Morelia, Michoacán (MiMorelia.com).- Un juez del Poder Judicial de Michoacán resolvió no conceder pensión alimenticia a una mujer y a sus dos hijos mayores de edad, luego de revisar pruebas que no acreditaron necesidad económica justificada.
La persona solicitante pidió pensión para sí, para uno de sus hijos con discapacidad y para otro que aún cursa estudios. Sin embargo, tras analizar el caso con perspectiva de género y discapacidad, el juez explicó que si bien el derecho a recibir alimentos puede extenderse a personas adultas bajo ciertas condiciones, en este caso no se demostró dicha necesidad en ninguno de los tres casos.

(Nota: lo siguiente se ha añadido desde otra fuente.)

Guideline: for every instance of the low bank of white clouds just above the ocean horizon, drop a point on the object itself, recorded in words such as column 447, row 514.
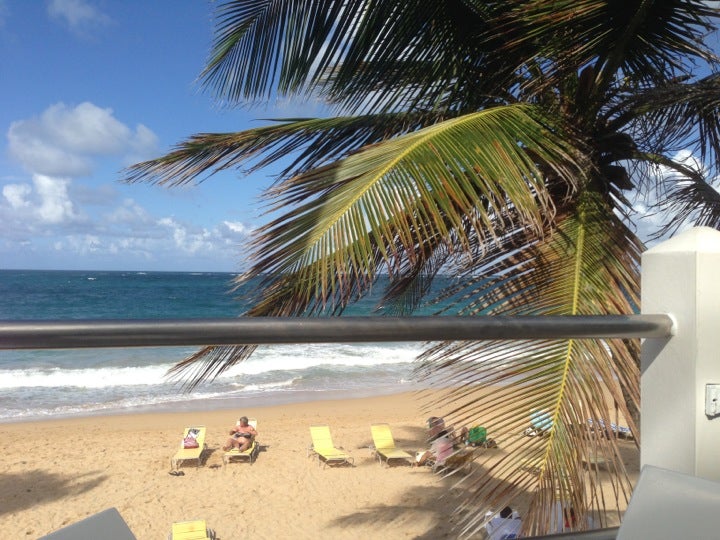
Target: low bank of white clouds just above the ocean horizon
column 41, row 220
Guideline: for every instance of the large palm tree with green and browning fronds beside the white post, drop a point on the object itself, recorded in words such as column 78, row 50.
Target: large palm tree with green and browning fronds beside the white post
column 495, row 141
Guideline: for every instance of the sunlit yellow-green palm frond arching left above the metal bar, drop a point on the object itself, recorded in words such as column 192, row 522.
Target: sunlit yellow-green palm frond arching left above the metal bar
column 421, row 185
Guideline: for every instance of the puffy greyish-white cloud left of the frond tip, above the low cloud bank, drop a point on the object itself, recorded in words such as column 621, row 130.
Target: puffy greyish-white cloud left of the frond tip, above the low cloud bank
column 63, row 141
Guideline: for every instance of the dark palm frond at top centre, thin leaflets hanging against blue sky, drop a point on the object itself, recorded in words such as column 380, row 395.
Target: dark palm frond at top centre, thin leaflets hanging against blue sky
column 362, row 56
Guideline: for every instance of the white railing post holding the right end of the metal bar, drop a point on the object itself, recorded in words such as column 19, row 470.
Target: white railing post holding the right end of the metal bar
column 680, row 278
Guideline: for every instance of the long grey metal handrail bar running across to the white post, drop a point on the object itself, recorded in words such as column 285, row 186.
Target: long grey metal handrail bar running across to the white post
column 75, row 334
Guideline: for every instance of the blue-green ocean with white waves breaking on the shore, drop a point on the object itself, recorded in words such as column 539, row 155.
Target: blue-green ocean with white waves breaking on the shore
column 42, row 384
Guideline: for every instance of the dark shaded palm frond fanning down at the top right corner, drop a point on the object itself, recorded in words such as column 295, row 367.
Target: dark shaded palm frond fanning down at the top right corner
column 644, row 41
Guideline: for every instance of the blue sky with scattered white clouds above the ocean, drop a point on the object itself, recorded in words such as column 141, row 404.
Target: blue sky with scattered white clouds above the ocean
column 90, row 87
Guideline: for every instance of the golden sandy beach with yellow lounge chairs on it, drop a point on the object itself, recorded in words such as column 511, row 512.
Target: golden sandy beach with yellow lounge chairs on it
column 55, row 473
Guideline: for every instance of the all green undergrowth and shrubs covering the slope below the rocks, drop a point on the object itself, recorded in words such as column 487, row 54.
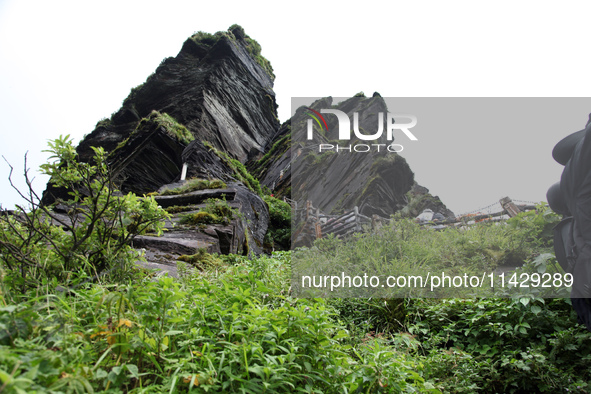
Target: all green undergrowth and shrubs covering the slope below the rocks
column 234, row 325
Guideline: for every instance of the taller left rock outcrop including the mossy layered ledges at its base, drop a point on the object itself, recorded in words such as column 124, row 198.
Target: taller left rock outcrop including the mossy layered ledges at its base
column 209, row 108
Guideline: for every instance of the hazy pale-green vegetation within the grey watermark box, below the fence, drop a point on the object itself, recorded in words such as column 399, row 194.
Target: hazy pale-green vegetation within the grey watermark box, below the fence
column 407, row 248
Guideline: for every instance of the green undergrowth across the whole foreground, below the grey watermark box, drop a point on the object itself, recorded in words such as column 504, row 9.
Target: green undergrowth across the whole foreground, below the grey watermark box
column 237, row 329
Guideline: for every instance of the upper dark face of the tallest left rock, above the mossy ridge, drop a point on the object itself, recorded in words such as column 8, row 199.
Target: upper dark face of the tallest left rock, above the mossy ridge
column 218, row 86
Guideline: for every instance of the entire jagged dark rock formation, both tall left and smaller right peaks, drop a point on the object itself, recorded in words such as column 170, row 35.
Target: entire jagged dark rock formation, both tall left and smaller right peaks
column 210, row 114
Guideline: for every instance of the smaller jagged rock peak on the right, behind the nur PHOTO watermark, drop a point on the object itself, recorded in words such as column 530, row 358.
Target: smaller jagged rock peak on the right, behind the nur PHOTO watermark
column 379, row 183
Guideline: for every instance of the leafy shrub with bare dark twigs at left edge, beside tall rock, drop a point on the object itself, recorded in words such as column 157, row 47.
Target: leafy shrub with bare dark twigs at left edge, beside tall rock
column 38, row 245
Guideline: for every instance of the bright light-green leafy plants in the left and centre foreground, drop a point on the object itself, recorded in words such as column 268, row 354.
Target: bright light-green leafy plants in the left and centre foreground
column 238, row 333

Para la exesposa, no se acreditó que dependiera económicamente de su cónyuge.
Para el hijo con discapacidad, no se comprobó que la condición limitara su capacidad para generar ingresos.
Para el hijo que estudia, aunque se reconoció su derecho a recibir alimentos, el padre obligado a pagarlos también fue diagnosticado con discapacidad permanente y sin capacidad económica, por lo que el juez determinó improcedente la exigencia del pago.
El juez sí ordenó una sanción por alimentos provisionales que no fueron cubiertos durante el proceso legal. Por ello, se resolvió:
Inscribir al deudor en el Registro Nacional de Obligaciones Alimentarias
Notificar al Instituto Nacional de Migración para restringir su salida del país hasta que pague las cantidades pendientes.
Esta resolución reafirma que la obligación de brindar alimentos puede extenderse más allá de la minoría de edad, pero debe basarse en pruebas sólidas de necesidad y vulnerabilidad real, tanto del solicitante como del obligado.